What is my model capable of learning?

What can your document extraction model learn? A useful way to approach this question is to define the space of document inputs that extraction systems usually get.

Let's split the space of documents into two different axes:

  • Content complexity
    How complicated is the information itself? Is it an exact set of forms or labels? Is it roughly stable set of forms and labels? Any form?
  • Expression complexity
    How complicated is the expression of that information? Is it a rigid form? A set of forms of the same general type? Anything-goes natural language inside business letters?

In broad strokes, where your use case falls within these two categories determines what type of models can be a good fit for you.

Documents that are low-complexity on both axes are a great fit for both rule systems and deep learning. In this low complexity space, rules do a good job of "letting simple things stay simple," along with having positive side-effects such as explainability and low computing requirements. Meanwhile deep learning systems applied in this space can allow a single extraction approach to learn with little input and scale to more complex documents.
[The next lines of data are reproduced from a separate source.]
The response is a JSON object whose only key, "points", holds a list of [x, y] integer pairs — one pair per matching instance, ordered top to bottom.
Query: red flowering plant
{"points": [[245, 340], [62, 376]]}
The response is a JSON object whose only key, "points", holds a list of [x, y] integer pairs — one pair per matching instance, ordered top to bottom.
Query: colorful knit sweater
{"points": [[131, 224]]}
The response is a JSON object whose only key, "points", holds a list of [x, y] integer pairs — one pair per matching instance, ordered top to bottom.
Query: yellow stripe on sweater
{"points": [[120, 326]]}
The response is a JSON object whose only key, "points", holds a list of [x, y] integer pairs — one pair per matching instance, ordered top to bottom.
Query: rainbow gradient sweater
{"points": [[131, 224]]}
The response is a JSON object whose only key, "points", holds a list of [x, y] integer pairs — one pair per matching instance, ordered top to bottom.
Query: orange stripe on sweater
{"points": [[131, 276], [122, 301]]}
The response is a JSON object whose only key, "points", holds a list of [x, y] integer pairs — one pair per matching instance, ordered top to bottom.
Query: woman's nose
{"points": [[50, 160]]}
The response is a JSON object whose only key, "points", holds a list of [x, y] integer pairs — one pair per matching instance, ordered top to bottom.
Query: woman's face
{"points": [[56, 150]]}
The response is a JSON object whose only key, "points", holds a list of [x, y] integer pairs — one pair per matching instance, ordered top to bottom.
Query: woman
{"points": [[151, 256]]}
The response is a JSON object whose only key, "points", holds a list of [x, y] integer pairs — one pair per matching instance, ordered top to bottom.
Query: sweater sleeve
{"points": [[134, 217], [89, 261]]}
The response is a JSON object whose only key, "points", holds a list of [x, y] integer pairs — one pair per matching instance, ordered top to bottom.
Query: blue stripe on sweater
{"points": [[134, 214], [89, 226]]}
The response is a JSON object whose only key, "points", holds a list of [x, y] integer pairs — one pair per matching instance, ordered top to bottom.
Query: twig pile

Documents that are high-complexity in either category are a good fit for deep learning (or other learned approaches) to manage the amount of nuance necessary in finding an automated solution.

This chapter shows you how to estimate where your use case lies on these complexity axes, using industry experience as a guide.

Estimating Content Complexity

Content complexity is how complex and regular the information you're trying to extract is. Low complexity corresponds roughly to "a single paper form that never changes" and the high end corresponds roughly to "all forms in the world about that topic."

At the low-complexity end are documents that always contain the same information. Every US Drivers license has the same fields. Every invoice your company issues always uses the same template. Whether a contract requires US Dollars is always a yes or no answer.

In the medium range, you're targeting documents that have roughly the same information, but it may vary from case to case. Different countries store different fields on their drivers licenses. Different invoices may report different fees and taxes. Different contracts may involve payment from one or more currencies.

At the high range, you're targeting documents of roughly similar goal but very little restriction on how they approach that goal. Documents that identify people (as opposed to drivers licenses specifically). Documents that track good and services (as opposed to invoices specifically). Documents about money exchange (as opposed to documents known to contain payment terms).

Reading these descriptions, it's easy to see how the content complexity can grow beyond a human's ability to write rules to handle it. At a certain point relying on the computer's ability to learn becomes necessary.

Estimating expression complexity

Expression complexity is how complex the expression of content is within a document. Low complexity corresponds roughly to "a rigid form that never changes" and high complexity corresponds roughly to "a typed legal document."

At the low-complexity end are forms and templates. Documents that have a rigid visual structure in which the same information is always at a known place relative to fixed layout or fields in the document. US Drivers licenses, license plates, and printable paper forms are all in this category.

The medium range consists of two main cases:

  • Increased form diversity. Form or template "families" that have roughly the same information but vary in layout and fixed language. Examples would be drivers licenses across all countries, or IRS 1040 forms across all tax years.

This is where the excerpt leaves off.